2022 marks the year of the Water Tiger. Unlike cartoonish images of a drenched, miserable feline, tigers (along with most other big cats) are powerful and proficient swimmers. Should you have the chance to see a swimming tiger, you might notice fearlessness, beauty, and ease, as if nothing could keep her from reaching her goal.
1962 was the most recent year of the Water Tiger and at that time, the world was embroiled in the Cuban missile crisis. This year, we find ourselves in the midst of multiple crises — Covid, climate change, economic instability, the ongoing struggle for racial and gender justice, and war.
How might we engage the spirit of the Water Tiger to guide us through these times?
There is no better example than the Honorable Ketanji Brown Jackson. Last week, she approached the edge or a rather perilous body of water — The Senate Judiciary Committee, and she jumped in, swimming with grace. These waters, steeped in patriarchy, may not have considered the notion that a Black woman would survive the crossing. And yet, there she stood, before a phalanx of photographers and politicians — calm and confident — on the first of her three-day journey.
“Will she be OK?” I wondered. “How might I fare in that situation?” One after another, senators who seemed set on excluding the likes of Judge Brown Jackson from their sacred pond, hoping to push forth a counter-current powerful enough to take her under. But she continued, and kept her head above water.
What these politicians did not realize was that Judge Brown Jackson was buoyed by the strength of millions of people — ancestors, friends, family, colleagues, admirers, and descendants — who cheered her on. While she must have felt this support and care, we all knew that she had to face the water alone, with faith that her path bends towards justice. In spite of each question, diversion, tactic, and dramatic flourish, Judge Brown Jackson remained steadfast.
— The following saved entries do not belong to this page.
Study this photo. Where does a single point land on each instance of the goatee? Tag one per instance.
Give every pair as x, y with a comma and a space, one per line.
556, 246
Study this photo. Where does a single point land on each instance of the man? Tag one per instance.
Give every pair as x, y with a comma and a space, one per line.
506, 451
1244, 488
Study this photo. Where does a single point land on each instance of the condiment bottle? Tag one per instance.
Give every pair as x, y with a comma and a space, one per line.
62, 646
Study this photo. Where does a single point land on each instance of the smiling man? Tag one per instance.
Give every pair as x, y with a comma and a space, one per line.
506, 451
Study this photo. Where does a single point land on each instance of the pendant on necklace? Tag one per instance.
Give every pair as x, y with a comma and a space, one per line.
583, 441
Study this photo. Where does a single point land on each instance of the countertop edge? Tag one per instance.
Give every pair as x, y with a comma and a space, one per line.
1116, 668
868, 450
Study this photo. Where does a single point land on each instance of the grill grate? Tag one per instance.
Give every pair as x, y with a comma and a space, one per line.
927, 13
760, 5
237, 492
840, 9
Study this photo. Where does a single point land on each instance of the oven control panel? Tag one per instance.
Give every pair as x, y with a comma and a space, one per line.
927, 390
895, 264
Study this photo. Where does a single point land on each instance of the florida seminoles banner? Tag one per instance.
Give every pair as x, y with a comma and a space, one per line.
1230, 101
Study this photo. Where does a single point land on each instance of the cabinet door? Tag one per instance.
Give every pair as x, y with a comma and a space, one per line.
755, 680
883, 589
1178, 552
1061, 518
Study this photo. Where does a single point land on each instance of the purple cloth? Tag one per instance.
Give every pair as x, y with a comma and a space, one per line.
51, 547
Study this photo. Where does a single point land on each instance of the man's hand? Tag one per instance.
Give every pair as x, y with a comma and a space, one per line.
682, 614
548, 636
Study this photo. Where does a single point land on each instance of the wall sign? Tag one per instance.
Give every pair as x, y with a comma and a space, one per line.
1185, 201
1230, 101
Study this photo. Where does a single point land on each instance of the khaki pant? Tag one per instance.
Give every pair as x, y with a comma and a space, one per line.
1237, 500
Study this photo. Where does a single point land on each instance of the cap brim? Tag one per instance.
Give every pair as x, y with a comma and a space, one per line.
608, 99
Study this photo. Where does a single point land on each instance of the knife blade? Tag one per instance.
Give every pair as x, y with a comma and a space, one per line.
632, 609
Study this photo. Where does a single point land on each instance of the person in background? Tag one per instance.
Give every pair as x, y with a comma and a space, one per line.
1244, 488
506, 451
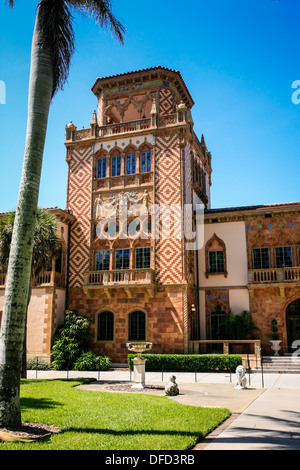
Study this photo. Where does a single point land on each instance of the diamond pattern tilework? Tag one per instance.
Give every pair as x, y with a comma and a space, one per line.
79, 197
166, 101
168, 252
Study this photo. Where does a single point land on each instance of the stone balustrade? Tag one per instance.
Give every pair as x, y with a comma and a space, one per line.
117, 277
274, 275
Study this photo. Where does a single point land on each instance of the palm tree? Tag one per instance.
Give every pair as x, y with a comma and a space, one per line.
46, 246
52, 50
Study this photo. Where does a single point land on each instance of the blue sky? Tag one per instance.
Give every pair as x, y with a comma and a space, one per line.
238, 58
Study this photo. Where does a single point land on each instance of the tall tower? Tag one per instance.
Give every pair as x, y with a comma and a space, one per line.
134, 276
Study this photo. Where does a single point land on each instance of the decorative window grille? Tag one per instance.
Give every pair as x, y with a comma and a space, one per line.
261, 258
102, 260
137, 326
105, 326
101, 168
142, 258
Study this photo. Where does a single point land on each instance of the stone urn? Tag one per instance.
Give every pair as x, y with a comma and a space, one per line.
275, 346
139, 362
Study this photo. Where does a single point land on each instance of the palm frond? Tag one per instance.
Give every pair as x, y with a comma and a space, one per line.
55, 34
101, 11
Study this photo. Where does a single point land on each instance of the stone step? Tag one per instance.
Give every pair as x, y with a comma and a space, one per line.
280, 364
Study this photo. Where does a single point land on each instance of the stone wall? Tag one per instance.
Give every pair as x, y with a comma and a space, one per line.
164, 318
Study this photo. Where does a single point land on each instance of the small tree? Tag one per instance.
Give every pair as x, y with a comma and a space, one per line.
70, 341
238, 327
46, 246
274, 329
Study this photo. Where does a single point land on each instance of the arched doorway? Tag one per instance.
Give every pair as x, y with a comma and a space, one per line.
217, 317
293, 323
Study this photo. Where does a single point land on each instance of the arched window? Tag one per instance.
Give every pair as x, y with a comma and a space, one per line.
105, 326
137, 326
215, 256
217, 317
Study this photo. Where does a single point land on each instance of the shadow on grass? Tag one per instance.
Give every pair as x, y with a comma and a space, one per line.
38, 403
132, 432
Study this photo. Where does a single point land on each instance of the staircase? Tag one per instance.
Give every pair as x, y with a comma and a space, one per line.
280, 365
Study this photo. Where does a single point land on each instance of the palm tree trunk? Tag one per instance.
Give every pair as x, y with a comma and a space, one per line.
19, 268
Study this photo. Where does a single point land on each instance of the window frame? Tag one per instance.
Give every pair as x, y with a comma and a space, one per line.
122, 250
284, 265
98, 262
141, 322
109, 329
260, 258
116, 164
219, 269
147, 156
143, 248
101, 172
131, 159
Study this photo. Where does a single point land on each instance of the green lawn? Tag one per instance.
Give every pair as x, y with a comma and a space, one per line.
91, 420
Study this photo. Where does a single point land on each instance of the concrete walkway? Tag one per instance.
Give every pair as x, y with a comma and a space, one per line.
265, 415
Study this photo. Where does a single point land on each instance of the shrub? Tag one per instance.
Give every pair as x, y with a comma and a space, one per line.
70, 349
190, 362
36, 363
274, 329
70, 341
90, 361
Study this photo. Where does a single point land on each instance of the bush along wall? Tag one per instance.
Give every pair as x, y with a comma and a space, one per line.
189, 362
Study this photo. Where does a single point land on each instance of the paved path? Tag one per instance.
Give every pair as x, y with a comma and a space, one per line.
265, 416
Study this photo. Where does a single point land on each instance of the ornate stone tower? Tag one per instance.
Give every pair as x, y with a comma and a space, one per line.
141, 157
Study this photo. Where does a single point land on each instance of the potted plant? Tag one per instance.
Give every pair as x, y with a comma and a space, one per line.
238, 327
275, 341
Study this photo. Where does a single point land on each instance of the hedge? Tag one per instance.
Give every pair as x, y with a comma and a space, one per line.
189, 362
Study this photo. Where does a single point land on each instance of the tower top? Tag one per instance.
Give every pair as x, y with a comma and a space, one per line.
145, 75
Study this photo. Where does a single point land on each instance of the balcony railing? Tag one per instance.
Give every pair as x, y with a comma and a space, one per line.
72, 134
274, 275
119, 277
47, 278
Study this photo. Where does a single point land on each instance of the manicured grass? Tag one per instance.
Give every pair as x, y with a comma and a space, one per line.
91, 420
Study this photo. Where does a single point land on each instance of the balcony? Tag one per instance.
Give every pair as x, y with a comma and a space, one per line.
274, 275
127, 279
74, 135
46, 279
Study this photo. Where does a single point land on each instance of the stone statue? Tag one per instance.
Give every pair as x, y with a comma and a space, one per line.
171, 389
99, 207
241, 380
145, 199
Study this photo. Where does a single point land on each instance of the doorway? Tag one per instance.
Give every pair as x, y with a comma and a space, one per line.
293, 324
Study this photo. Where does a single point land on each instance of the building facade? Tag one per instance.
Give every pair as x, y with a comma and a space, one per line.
250, 260
136, 180
140, 150
49, 298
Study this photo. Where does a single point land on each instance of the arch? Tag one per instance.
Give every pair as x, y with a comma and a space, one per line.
292, 322
216, 318
215, 256
105, 325
137, 319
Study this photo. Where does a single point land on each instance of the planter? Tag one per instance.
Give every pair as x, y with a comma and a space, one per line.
275, 345
237, 349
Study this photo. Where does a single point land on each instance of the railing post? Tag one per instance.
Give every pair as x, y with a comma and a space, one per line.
226, 347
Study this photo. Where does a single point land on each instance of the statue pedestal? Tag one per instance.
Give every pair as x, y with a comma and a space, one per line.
139, 372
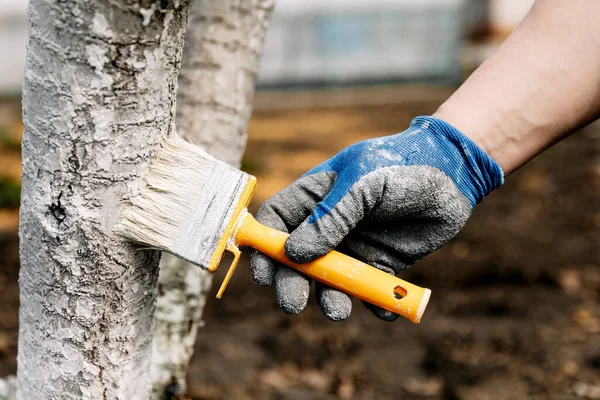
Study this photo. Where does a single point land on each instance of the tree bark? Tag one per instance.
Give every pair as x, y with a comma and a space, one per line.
216, 87
98, 94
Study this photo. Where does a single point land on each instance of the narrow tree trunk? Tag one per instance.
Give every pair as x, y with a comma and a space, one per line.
216, 87
98, 94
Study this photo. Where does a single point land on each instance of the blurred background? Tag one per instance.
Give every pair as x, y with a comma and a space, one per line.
515, 312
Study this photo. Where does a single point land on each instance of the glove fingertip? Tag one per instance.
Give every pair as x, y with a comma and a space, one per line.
336, 305
292, 290
262, 269
305, 244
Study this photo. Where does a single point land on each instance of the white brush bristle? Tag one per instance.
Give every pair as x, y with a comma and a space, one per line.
185, 203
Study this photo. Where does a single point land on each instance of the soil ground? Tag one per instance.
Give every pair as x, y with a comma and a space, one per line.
515, 311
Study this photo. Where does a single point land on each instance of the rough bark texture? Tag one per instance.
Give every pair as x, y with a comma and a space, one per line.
216, 87
99, 92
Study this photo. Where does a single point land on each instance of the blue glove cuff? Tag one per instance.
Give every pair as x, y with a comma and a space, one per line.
470, 168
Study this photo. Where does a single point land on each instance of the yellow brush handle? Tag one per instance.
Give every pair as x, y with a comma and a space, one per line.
341, 272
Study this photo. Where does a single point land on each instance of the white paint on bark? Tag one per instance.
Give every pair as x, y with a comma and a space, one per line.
216, 87
98, 94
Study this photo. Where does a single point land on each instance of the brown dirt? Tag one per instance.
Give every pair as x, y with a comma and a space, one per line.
515, 311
The most telling moment for me came when Sen. Ted Cruz asked Judge Brown Jackson whether she thought babies were racist. She replied, “Senator…”. Then she took a breath - pausing for eight seconds. Instead of lashing out, Judge Brown Jackson harnessed the spirit of the Water Tiger. That pause provided her with the strength, dignity, and determination to focus on her goal and cross the water, without harming herself and those who intended to harm her.
Toward the end of her journey, Judge Brown Jackson shared a story from her time as a student at Harvard, questioning if she belonged there.
“I was walking through the yard in the evening and a Black woman I did not know was passing me on the sidewalk and she looked at me and I guess she knew how I was feeling and she leaned over as we crossed and said ‘Persevere.’”
When we find ourselves in uncomfortable places –when we are that proverbial cat in water — we can call upon the power and steadfastness of the Water Tiger. Nothing — and no one — will stop us from swimming to the other side.
Questions for Reflection and Discussion
1. Who or what represents your water? A person or place that you might find uncomfortable or threatening?
2. How can you draw upon the spirit of the Water Tiger to confront something or someone in your life?
3. Think of a person, like Ketanji Brown Jackson, who represents the spirit of the Water Tiger. How might they inspire you?